Détail de l'album

Notre avis

Evacuons immédiatement le débat consistant à savoir si Pictured est un simple clone (ou bien une copie carbone) de certaines formations étrangères pour la simple et bonne raison que l’on s’en fout royalement. Lorsque l’on est un fan de hard rock/metal, ce n’est pas pour se torturer les neurones, mais pour passer un bon moment à solliciter ses articulations, le tout en musique et sans renverser sa bière. Le moins que l’on puisse dire, c’est qu’avec cet EP intitulé “Deathbearer” les quimpérois remplissent leur mission et si l’influence de la scène scandinave est évidente, le son et les compositions sont à la hauteur. Alors certes, peut-être qu’intellectualiser cette approche revient à passer à côté de leurs intentions mais le fait est indéniable … encore faut il bien le faire !

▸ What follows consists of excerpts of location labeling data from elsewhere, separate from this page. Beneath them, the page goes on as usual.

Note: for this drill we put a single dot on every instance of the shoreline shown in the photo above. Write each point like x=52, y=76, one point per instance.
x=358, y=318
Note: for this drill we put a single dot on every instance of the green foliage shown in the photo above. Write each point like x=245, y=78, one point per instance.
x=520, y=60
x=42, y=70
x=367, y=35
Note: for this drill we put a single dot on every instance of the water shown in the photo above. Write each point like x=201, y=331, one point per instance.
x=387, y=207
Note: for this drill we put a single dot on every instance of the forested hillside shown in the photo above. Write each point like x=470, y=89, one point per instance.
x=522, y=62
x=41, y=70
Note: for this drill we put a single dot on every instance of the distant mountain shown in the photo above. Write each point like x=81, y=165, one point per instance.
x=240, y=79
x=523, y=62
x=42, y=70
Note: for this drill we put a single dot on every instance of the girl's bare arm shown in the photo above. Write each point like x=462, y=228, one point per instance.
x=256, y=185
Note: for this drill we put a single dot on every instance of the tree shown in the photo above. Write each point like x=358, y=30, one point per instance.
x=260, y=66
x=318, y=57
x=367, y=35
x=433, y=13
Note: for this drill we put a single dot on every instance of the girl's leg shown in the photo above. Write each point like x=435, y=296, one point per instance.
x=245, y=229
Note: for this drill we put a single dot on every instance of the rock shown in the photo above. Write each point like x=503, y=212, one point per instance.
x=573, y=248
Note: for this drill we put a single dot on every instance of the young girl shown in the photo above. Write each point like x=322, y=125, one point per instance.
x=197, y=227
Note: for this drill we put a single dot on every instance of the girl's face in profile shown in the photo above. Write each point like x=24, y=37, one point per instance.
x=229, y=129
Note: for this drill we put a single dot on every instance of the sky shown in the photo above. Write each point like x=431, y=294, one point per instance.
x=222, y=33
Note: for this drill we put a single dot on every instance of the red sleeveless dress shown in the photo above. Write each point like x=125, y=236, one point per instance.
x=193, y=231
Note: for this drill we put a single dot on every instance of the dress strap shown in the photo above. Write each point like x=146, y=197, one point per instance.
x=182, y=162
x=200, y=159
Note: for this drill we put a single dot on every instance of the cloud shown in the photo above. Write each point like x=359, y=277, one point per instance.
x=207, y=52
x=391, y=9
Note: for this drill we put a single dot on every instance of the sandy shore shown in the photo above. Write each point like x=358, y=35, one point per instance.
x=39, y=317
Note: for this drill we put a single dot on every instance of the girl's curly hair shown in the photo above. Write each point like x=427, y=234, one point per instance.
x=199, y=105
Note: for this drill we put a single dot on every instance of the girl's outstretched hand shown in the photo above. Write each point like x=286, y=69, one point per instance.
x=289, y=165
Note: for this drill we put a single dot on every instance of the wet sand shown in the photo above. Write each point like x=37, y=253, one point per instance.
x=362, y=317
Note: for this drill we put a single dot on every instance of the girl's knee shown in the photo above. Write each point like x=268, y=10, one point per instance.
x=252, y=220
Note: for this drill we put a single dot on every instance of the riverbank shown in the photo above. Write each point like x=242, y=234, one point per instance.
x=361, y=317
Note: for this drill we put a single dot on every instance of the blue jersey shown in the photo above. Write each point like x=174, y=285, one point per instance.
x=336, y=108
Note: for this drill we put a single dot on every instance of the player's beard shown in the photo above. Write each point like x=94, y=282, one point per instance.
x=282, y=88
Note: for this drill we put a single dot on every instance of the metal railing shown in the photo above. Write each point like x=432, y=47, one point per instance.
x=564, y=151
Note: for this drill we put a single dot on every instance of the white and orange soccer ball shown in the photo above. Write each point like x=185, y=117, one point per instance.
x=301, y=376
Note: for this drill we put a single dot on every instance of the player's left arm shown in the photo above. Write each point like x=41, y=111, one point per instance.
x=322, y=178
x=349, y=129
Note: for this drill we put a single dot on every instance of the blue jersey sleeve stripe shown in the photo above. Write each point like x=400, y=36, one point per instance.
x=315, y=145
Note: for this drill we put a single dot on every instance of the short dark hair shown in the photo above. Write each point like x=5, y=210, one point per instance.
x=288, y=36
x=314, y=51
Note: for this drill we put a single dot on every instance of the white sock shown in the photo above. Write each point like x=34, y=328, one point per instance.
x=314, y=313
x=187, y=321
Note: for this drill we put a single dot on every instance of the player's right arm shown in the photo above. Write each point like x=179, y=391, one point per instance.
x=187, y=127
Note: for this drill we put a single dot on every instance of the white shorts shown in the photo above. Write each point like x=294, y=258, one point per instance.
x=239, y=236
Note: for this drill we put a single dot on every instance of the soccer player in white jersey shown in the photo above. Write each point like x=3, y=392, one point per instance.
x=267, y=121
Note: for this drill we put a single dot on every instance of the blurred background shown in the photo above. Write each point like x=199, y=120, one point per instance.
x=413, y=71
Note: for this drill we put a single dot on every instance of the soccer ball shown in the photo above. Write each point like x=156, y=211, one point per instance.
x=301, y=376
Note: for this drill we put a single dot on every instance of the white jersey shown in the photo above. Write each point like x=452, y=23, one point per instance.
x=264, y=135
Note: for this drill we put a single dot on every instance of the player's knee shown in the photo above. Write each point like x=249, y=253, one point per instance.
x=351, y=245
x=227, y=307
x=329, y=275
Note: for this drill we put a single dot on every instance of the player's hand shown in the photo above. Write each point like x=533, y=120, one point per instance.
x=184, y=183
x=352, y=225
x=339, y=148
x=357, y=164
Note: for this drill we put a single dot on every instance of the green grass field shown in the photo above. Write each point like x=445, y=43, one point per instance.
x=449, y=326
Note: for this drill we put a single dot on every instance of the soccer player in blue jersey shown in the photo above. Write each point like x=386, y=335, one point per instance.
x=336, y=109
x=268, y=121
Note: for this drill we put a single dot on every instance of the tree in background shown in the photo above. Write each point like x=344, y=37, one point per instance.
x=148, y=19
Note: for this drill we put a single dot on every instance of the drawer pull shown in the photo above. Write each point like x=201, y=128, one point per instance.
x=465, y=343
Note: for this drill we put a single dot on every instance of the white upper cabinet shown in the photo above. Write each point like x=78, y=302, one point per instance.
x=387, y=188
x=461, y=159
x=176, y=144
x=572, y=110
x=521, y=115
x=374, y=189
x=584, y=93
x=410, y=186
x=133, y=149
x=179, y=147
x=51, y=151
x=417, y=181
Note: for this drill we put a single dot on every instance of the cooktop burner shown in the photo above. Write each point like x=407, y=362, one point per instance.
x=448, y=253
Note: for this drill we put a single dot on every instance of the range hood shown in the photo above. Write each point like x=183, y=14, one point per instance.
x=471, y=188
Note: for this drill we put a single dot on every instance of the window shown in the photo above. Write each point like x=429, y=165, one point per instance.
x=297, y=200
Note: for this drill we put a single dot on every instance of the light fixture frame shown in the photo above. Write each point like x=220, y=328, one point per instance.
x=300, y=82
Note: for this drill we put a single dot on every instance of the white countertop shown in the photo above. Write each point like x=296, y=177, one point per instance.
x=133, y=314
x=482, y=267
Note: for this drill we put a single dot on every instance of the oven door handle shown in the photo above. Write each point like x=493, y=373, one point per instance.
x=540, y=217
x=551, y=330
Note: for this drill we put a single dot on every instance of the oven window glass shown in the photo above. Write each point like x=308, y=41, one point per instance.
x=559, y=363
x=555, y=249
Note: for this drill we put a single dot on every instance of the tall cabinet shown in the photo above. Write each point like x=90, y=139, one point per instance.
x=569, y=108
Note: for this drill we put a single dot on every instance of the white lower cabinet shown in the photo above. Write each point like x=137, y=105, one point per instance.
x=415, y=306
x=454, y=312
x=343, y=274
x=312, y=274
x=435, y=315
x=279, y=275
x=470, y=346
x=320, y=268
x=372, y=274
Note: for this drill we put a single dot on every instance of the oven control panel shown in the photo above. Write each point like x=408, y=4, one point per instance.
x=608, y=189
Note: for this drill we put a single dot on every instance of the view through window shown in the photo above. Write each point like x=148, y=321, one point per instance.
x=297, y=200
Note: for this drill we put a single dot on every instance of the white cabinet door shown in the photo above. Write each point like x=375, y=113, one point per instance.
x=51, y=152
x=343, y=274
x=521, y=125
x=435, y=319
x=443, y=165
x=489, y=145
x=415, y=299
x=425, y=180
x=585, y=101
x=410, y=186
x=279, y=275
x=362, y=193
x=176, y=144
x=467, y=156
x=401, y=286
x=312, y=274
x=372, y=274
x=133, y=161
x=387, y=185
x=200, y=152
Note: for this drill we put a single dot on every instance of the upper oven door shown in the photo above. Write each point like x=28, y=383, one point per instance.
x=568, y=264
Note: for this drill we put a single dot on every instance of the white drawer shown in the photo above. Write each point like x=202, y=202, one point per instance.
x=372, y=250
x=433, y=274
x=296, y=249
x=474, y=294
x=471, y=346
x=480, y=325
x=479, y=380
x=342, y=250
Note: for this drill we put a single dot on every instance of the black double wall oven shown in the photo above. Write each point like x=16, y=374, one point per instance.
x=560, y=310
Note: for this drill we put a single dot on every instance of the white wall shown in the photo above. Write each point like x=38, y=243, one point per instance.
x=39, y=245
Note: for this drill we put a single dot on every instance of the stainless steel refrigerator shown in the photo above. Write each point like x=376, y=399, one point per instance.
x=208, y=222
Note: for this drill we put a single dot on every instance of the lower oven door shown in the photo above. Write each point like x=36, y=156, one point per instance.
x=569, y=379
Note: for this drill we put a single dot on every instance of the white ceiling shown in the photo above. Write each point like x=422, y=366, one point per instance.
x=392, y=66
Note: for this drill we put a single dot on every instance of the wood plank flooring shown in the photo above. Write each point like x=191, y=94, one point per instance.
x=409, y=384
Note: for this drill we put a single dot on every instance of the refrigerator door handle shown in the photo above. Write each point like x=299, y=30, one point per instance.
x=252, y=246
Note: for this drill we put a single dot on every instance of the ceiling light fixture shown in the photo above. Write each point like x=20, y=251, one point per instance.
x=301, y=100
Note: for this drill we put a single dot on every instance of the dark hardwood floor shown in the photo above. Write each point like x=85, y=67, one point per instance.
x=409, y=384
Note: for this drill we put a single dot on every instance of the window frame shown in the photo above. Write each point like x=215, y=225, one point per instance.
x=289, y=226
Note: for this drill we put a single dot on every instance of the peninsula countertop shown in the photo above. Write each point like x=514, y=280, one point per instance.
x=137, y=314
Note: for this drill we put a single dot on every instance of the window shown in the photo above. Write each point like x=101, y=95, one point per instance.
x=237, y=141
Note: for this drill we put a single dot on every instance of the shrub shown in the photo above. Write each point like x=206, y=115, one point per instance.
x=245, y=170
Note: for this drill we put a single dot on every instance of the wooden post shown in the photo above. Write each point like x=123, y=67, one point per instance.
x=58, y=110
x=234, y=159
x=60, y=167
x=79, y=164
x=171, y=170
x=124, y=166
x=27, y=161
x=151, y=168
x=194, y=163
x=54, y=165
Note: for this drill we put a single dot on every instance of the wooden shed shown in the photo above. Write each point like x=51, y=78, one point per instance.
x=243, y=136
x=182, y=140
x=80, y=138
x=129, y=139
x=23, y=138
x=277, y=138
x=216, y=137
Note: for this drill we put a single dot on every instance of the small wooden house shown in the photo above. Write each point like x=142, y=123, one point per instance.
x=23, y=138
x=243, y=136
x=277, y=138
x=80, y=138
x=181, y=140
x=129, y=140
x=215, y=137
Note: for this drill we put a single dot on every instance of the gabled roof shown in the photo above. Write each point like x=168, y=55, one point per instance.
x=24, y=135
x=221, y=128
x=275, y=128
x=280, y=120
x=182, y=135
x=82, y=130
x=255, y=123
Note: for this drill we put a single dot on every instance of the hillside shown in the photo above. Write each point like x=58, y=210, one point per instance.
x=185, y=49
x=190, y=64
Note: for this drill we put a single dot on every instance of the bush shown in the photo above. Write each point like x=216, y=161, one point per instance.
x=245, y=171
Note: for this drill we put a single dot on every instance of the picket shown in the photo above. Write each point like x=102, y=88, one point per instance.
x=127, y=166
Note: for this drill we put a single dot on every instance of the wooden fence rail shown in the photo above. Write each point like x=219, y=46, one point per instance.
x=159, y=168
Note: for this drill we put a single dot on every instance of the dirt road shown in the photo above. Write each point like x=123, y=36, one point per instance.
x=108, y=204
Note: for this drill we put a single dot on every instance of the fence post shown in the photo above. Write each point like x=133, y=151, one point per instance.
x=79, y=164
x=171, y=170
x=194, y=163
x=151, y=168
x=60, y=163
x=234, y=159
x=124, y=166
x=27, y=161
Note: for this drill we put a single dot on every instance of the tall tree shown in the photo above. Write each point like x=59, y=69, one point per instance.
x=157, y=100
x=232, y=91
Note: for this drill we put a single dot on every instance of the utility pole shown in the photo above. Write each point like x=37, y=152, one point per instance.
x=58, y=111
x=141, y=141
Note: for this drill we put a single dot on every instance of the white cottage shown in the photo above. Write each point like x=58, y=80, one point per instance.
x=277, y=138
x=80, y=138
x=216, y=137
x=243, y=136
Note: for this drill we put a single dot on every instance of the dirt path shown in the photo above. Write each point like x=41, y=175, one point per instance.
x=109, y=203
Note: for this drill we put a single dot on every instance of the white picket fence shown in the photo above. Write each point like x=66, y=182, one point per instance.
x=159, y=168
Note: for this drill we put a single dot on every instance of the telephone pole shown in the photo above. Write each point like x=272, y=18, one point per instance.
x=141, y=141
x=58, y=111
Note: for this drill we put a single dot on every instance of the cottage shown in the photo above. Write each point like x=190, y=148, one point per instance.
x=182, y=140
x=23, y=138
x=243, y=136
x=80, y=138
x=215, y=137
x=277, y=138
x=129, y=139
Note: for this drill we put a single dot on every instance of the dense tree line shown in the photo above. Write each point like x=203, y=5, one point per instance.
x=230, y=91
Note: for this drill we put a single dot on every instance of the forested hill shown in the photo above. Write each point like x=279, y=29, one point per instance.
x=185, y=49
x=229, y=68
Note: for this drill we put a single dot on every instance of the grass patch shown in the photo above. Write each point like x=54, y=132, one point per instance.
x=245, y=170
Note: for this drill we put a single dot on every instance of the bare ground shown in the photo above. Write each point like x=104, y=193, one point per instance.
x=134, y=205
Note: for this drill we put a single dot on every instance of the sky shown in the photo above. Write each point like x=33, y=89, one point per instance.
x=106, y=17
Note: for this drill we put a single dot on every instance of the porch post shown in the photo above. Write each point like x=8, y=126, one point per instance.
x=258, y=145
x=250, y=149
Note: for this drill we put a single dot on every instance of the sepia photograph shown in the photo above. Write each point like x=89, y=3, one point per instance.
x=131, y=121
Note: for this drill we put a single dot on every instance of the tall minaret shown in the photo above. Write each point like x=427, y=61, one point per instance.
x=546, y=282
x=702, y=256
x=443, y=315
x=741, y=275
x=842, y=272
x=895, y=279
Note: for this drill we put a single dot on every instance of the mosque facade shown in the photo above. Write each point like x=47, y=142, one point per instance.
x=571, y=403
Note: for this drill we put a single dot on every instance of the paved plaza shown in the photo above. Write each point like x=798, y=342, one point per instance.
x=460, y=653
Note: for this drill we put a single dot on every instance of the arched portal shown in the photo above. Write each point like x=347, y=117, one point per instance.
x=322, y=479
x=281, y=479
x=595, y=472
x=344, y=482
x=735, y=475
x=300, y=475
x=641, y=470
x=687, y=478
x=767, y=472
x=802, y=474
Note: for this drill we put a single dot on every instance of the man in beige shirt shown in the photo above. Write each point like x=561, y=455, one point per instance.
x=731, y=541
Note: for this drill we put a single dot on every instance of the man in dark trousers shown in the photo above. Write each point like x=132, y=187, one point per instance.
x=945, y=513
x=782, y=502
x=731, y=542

Le quatuor ne revendique rien et assume tout, sans se prendre la tête et avec fougue. Aussi à l’aise dans leurs racines que dans leur époque, ils marient les deux avec une certaine réussite et cette aventure, ils ont décidé de la vivre ensemble et d’aborder des sujets qui leur tiennent à cœur. Soyons clair, les morceaux ne sont pas très originaux, mais le tout fonctionne et l’envie de bouger ne vous quittera plus. Ils nous offrent ici un véritable panel de chaque facette de leur identité, se faisant léger et entraînant parfois ou bien négligé et limite hard. Tout ceci est parfaitement huilé et ne nous laisse que le plaisir de profiter d’une musique simple, efficace et bien carrossé.

En fait, le message principal est de ne pas se poser de questions et de se laisser prendre au jeu. S’il est donc impossible de résister à l’enthousiasme communicatif des bretons, il reste tout de même un goût d’inachevé tant leur potentiel semble pouvoir prendre une envergure supplémentaire et qu’ils ont sans doute un médiator d’avance sur certains (Quatre titres même pour un EP, c’est peu). Nous attendons donc le prochain album avec impatience et si on prend également en compte un potentiel live de tout premier ordre, vous imaginez bien que nous ferons preuve de moins d’indulgence la prochaine fois.